Below are the example analysis codes for the MOSTA data.
library(SpatialPCA)
library(reticulate)
library(Seurat)
use_python("/net/mulan/home/shanglu/anaconda3/envs/your_environment/bin/python", required=TRUE) # use your python environment here, I need this to read the h5ad file
sc <- import("scanpy")
library(peakRAM)
library(ggplot2)
The MOSTA data we used is available at Broad Institute’s single-cell repository.
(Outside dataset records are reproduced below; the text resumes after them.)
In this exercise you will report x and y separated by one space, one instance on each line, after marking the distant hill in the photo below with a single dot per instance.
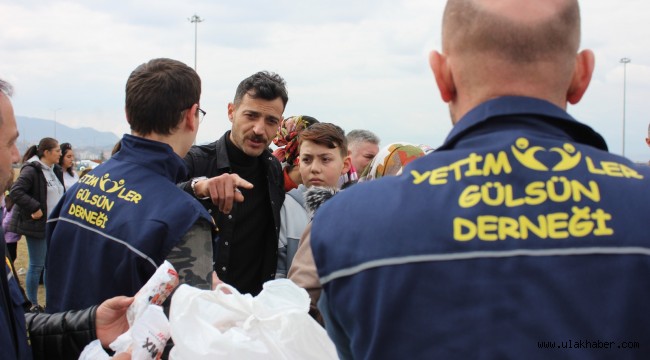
33 129
86 141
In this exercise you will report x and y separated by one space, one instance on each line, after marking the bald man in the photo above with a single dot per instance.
521 232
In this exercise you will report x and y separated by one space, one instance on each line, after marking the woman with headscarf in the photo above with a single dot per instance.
66 162
288 150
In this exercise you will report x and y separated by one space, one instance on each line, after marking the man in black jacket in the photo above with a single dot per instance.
38 336
239 166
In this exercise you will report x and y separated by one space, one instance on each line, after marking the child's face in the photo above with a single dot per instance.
321 166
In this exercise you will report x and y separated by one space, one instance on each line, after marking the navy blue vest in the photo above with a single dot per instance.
521 232
117 225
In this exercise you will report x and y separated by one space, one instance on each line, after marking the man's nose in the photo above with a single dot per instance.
15 155
258 127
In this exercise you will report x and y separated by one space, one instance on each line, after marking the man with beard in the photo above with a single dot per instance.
240 182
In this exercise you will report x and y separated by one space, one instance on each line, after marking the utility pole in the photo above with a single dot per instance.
55 110
624 61
196 20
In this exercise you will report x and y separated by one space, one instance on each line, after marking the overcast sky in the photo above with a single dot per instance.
359 64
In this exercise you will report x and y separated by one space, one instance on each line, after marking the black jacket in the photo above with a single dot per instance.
52 336
29 194
212 160
61 335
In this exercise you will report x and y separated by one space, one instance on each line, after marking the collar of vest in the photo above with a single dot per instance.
506 106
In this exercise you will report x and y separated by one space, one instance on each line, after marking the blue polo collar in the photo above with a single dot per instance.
154 155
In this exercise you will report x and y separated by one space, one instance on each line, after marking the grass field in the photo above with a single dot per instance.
22 261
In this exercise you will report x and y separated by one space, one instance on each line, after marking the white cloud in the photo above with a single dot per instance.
360 64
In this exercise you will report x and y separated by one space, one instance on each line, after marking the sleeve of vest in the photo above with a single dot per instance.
61 335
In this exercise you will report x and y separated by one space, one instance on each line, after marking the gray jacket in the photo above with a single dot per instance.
294 220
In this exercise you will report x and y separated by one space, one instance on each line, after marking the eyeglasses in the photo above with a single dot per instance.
201 115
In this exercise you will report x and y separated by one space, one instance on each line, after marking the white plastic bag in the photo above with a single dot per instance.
273 325
94 351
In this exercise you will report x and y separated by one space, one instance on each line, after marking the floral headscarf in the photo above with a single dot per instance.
286 138
391 160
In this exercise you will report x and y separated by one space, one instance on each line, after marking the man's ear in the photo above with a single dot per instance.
190 118
231 111
584 68
440 66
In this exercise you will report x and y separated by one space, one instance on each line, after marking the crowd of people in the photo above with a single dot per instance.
521 228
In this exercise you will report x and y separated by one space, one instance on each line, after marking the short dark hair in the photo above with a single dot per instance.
65 147
265 85
326 134
46 143
158 93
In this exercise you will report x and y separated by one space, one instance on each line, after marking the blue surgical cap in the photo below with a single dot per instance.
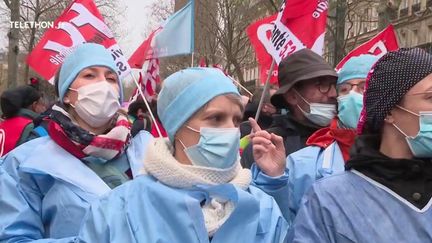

We downloaded one example section named E16.5_E1S3_cell_bin_whole_brain.h5ad.
dataset_name = "E16.5_E1S3"
atlas.data <- sc$read_h5ad("E16.5_E1S3_cell_bin_whole_brain.h5ad")
raw_location = atlas.data$obsm["spatial"]
raw_obs=atlas.data$obs
rawcount = atlas.data$layers["counts"]
rownames(rawcount) <- atlas.data$obs_names$to_list()
colnames(rawcount) <- atlas.data$var_names$to_list()
rownames(raw_location) <- atlas.data$obs_names$to_list()
rawcount = t(as.matrix(rawcount))
MOSTA = CreateSpatialPCAObject(counts=rawcount, location=raw_location, project = "SpatialPCA",gene.type="spatial",sparkversion="sparkx",numCores_spark=10, gene.number=3000, customGenelist=NULL,min.loctions = 20, min.features=20)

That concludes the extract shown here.